The juxtaposition of this column, Thanksgiving, and the Gospel parable of a week ago is propitious.  I am, as I mentioned, grateful that I was made aware of the column.  I am no longer a regular reader of the Free Press for a number of reasons— which I don’t want to get into now— so I might well have missed it.  I am grateful for the column itself as it has caused me to reflect on my relationship to organized religion.  I am also grateful for the parable of the wicked tenants that was the subject of three sermons in the last two weeks. 

In my relatively short career as a parish priest I have said to myself and occasionally to others in a fit of satire or perhaps irony (I’m not sure which) that the only thing wrong with church is the people—they tend to mess things up, make it inconvenient, disappointing at times, and generally not what God intends—at least in my idea of what church should be.  In the parable (Matthew 21:33-46), Jesus is using the parable to criticize the religious authorities for the way they practice their religion:

When the chief priests and the Pharisees heard his parables, they realized that he was speaking about them.
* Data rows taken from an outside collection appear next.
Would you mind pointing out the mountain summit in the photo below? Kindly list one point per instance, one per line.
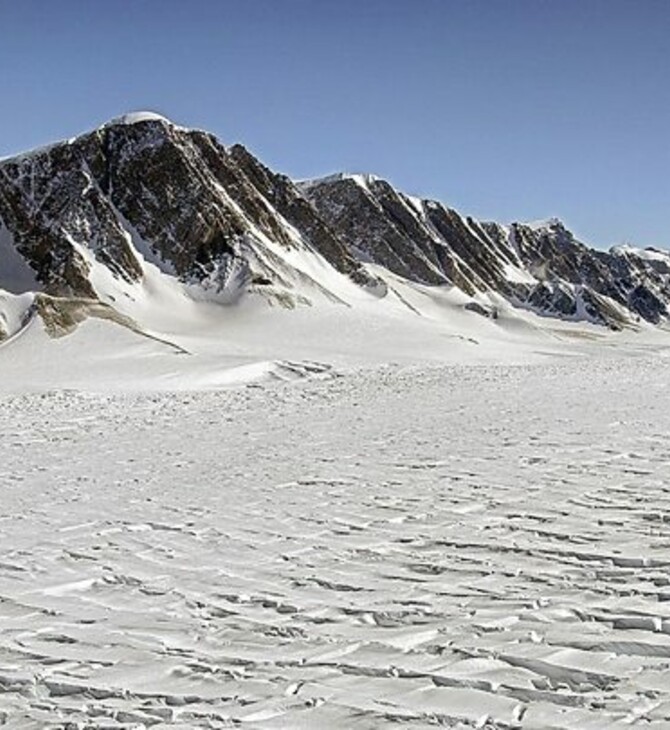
(92, 217)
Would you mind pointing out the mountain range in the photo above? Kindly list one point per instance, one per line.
(90, 224)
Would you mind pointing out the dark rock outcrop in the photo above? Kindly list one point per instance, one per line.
(142, 189)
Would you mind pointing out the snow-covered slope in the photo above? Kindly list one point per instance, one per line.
(183, 239)
(540, 266)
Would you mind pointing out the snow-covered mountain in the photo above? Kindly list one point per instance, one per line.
(540, 266)
(140, 206)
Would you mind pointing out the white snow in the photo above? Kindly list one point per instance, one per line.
(400, 546)
(648, 254)
(139, 116)
(15, 274)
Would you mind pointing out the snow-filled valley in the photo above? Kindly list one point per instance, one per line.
(407, 545)
(320, 455)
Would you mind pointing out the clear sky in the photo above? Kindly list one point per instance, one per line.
(504, 109)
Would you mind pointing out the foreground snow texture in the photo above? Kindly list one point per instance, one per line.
(481, 546)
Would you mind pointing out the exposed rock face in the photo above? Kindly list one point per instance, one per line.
(542, 267)
(141, 189)
(205, 213)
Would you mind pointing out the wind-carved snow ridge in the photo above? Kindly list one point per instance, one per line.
(310, 555)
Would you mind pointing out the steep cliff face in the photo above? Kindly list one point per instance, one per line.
(144, 188)
(542, 267)
(84, 218)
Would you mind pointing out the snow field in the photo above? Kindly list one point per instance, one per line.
(479, 546)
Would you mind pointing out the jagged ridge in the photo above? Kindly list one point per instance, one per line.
(215, 218)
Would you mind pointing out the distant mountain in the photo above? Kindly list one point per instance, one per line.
(86, 218)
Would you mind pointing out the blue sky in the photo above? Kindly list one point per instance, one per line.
(504, 109)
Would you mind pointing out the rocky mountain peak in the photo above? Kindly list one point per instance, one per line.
(83, 218)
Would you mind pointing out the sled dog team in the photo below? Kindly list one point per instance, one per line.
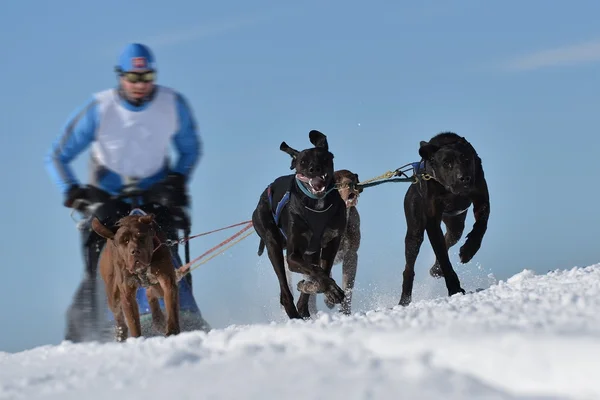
(310, 215)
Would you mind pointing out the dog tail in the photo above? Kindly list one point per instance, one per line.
(261, 247)
(181, 272)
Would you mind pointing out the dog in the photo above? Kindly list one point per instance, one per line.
(135, 256)
(456, 182)
(347, 184)
(304, 214)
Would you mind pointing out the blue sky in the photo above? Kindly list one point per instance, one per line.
(518, 79)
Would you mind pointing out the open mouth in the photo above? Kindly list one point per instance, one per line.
(138, 266)
(352, 200)
(316, 185)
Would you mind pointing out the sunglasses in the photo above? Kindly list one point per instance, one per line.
(135, 77)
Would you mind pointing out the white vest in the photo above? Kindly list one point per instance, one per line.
(134, 143)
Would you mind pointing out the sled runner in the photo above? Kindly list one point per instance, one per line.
(90, 317)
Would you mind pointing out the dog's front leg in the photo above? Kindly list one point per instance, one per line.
(307, 303)
(158, 318)
(481, 211)
(414, 212)
(332, 291)
(297, 244)
(131, 311)
(121, 331)
(171, 296)
(349, 267)
(438, 243)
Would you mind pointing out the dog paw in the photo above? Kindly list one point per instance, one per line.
(334, 293)
(467, 251)
(405, 300)
(436, 271)
(452, 292)
(172, 331)
(308, 287)
(159, 323)
(329, 304)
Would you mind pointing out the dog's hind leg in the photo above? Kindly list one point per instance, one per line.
(454, 229)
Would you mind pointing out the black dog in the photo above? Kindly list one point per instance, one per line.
(305, 214)
(457, 181)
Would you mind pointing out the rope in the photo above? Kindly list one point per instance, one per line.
(223, 243)
(187, 239)
(395, 176)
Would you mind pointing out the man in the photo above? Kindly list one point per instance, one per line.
(128, 130)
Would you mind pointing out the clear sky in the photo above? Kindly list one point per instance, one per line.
(519, 79)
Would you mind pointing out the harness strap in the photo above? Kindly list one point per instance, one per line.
(280, 205)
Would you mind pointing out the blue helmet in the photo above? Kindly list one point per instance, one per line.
(136, 57)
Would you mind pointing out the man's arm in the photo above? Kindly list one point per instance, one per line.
(187, 140)
(78, 133)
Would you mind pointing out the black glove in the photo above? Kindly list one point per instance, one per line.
(175, 182)
(171, 192)
(74, 193)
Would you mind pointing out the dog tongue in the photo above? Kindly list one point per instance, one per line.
(318, 184)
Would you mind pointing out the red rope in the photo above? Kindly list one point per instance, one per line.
(223, 243)
(181, 241)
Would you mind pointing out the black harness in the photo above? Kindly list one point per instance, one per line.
(280, 193)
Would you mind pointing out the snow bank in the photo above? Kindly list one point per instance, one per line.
(531, 337)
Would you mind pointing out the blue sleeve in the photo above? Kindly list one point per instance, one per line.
(78, 133)
(187, 140)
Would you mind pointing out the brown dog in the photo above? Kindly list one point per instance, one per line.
(134, 256)
(347, 184)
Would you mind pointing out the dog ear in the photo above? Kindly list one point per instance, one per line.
(102, 230)
(427, 150)
(146, 219)
(359, 188)
(292, 152)
(318, 139)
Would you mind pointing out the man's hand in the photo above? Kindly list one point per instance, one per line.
(74, 193)
(174, 183)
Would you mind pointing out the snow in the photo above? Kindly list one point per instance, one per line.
(530, 337)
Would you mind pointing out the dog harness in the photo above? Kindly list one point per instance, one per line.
(279, 193)
(419, 167)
They wanted to arrest him, but they feared the crowds, because they regarded him as a prophet. 

I can understand why someone who has served as an ordained minister or priest for many years or even a few years becomes disillusioned about the institution and all its human shortcomings.   Ripley notes that his disenchantment with religion was one of the reasons he retired early from his church position.  Jesus certainly was critical of the religious leaders and many of the people in his day.  There is much to criticise in the church and its ‘cheap grace’ as Dorothee Solle calls it in her book Thinking About God which I am currently reading.  She cites this term of Dietrich Bonhoeffer where the church is coopted by the ruling powers of the society in which it resides whether it is the Germany of Hitler or the economic powers and systems of today.  She notes that Bonhoeffer pleads, “that the church should take the risk of setting out to proclaim God’s commands as being valid today, as concretely, exclusively and radically as can be conceived”.  The church should, as Ripley notes, comfort the afflicted and afflict the comfortable. 
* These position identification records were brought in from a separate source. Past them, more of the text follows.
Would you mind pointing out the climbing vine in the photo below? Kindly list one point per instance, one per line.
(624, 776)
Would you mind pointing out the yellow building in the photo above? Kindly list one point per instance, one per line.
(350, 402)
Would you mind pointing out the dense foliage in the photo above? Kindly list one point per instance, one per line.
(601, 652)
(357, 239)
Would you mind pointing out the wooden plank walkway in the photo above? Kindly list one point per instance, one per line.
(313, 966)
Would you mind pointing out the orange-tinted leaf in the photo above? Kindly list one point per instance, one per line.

Solle states that because we are fallible does not mean that the gospel of Jesus Christ was not ethics-free and the church should not be either, “That we are fallible people and can make mistakes (in discerning God’s will) did not lead Bonhoeffer to withdraw from a world of action”.  The church is indeed imperfect but Jesus did not come to abolish religion but rather to fulfill God’s command for God’s people.  We are called to discern God’s will and to follow God’s commandments even if our efforts will inevitably flawed.  Let us give thanks and praise the Lord.